5 October, 2002
The Wide Window
Lemony Snicket
2000
214 pp, HC
I actually read this a couple weeks ago while I was sick, at the same time as I read The Glass Key, but I'm really behind on writing things up. This was a much better book for sick-reading than the Hammett was-- it's short, uncomplicated, and has pictures.
This is the third book in the Series of Unfortunate Events, and it follows the formula set by the first two: the Baudelaire orphans are sent to live with a distant relative they've never met, their first guardian, the evil Count Olaf shows up and makes their lives miserable, the kids outwit Olaf, but he escapes before he can be arrested, leaving him free to appear in the next book. In this case, the relative is Aunt Josephine, a neurotic widow who is afraid of everything from telephones to real estate agents. On the scale of guardian quality, she's still well above Olaf himself, but far below the excellent Uncle Monty of The Reptile Room. (Although I'll admit I'm biased, 'cause Monty was a scientist, while Josephine is just a soggy old baggage.) I don't expect that any of the rest of the books of the series will have a significantly different plot, except maybe the final one.
These are definitely not books one reads for the sake of plot. The writing is hilarious, however; it's what raises the series well above the level of "boring formulaic kid's novels." And while the books certainly follow the typical kiddie-lit recipe of stupid adults and heroic children, it's done in such a cheeky, unrealistic way that it doesn't bother me the way it does in conventional kids' books. It's obvious that the world of the Unfortunate Events has little to no connection to actual reality, what with man-eating leeches, silly marriage laws, and such.

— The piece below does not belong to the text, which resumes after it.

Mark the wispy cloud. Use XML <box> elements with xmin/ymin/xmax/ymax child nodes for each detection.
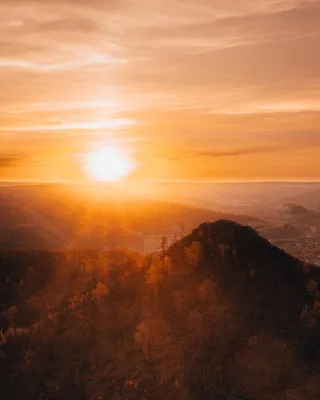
<box><xmin>0</xmin><ymin>0</ymin><xmax>320</xmax><ymax>180</ymax></box>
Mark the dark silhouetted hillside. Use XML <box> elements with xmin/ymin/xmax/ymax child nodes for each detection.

As in the previous volumes, this one is filled with amusing commentary by the narrator:
There is a way of looking at life called "keeping things in perspective." This simply means "making yourself feel better by comparing the things that are happening to you right now against other things that have happened at a different time, or to different people." For instance, if you were upset about an ugly pimple on the end of your nose, you might try to feel better by keeping your pimple in perspective. You might compare you pimple situation to that of someone who was being eaten by a bear, and when you looked in the mirror at your ugly pimple, you could say to yourself, "Well, at least I'm not being eaten by a bear."You can see at once why keeping things in perspective rarely works very well, because it is hard to concentrate on somebody else being eaten by a bear when you are staring at your own ugly pimple.
And on that note, I'll wrap up by noting that while I'm really not looking forward to the annoyances promised by the next couple months of moving and finishing up in the lab, at least I'm not being eaten by a bear.